Opinión económica
Pequeños proyectos para grandes soluciones
Mauricio R. Peralta*
En varias ocasiones he escuchado que Nicaragua se encuentra en una posición geográfica privilegiada: “El centro del centro de las América”. ¡Hasta nos llenamos de un efímero optimismo al mencionar esto!
Pero parece que ésta es una realidad virtual y no la realidad que vivimos todos los nicaragüenses día a día, en que parece más bien que nos desarrollamos en una isla, salvo algunas excepciones como la reciente firma del Cafta, sumidos en problemas de vecindad, comparados con los acontecimientos internacionales que se desenvuelven a nuestro alrededor, los cuales verdaderamente tendrían importancia para todos nosotros.

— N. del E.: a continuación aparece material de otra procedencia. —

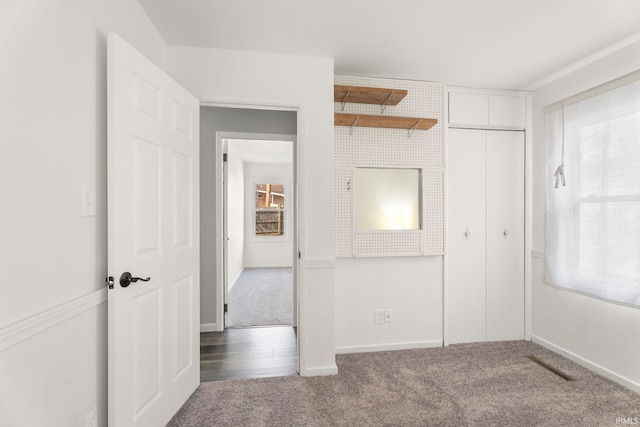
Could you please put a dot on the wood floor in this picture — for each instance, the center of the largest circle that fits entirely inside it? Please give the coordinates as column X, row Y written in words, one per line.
column 248, row 353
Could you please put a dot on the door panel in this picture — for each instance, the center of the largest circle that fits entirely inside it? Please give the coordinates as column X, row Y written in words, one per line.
column 505, row 235
column 467, row 274
column 153, row 231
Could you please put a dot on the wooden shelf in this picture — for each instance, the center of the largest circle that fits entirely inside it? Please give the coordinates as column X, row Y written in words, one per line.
column 411, row 123
column 368, row 95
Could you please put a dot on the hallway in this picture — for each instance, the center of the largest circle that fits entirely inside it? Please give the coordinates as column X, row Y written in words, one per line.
column 247, row 353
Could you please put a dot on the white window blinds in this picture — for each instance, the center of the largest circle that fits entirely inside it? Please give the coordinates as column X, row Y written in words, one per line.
column 593, row 223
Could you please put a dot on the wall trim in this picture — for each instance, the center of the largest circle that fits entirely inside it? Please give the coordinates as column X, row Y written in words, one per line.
column 26, row 328
column 583, row 62
column 209, row 327
column 411, row 345
column 320, row 371
column 623, row 381
column 320, row 263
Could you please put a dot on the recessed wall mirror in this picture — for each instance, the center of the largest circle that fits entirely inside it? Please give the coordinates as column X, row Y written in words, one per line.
column 269, row 210
column 386, row 199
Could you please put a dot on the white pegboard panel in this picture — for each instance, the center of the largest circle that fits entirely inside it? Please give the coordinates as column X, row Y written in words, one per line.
column 433, row 211
column 343, row 217
column 387, row 243
column 392, row 148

Mientras Nicaragua cada día que pasa se sumerge en un sinfín de problemas caseros, otros países realizan ingentes esfuerzos por salir de una vez por todas del atraso y del provincialismo que ha caracterizado por décadas a nuestros pueblos latinoamericanos.
Ejemplos de esto sobran:
1. Lula Da Silva, viaja durante el mes de mayo a China Continental y consigue millonarias inversiones para su país en industrias intensivas en capital tales como el sector petrolero y el acero. De esta manera se asegura un mercado: el más grande y apetitoso en este momento y por otra parte se protege de futuros embates, como los que actualmente están azotando a las economías, no sólo emergentes sino a las desarrolladas de todo el orbe, por las decisiones tomadas en los últimos meses por los países productores de petróleo.
2. Ricardo Lagos, en representación de su país, Chile, encabeza la lista de los interesados en firmar un tratado de libre comercio con el gigante asiático, asegurándose de esta manera ser destino de futuras inversiones e imprimiéndole aún más competencia a su ya abierta economía, incentivando de esta manera la competitividad de todo su aparato productivo y gubernamental.
Y es que los chilenos además de haber sido el primer país de Latinoamérica en haberse abierto a la competencia internacional, está ahora tomando de nuevo la delantera en estrechar relaciones comerciales con la que será la primera potencia económica en el 2050.
3. Brasil creció en el primer trimestre de este año 2.7%, con respecto a igual período del 2003, siendo éste el mejor indicador macroeconómico desde que asumió el poder el que juró ante todo su pueblo que al final de su mandato no habría brasileño que no comiera los tres tiempos.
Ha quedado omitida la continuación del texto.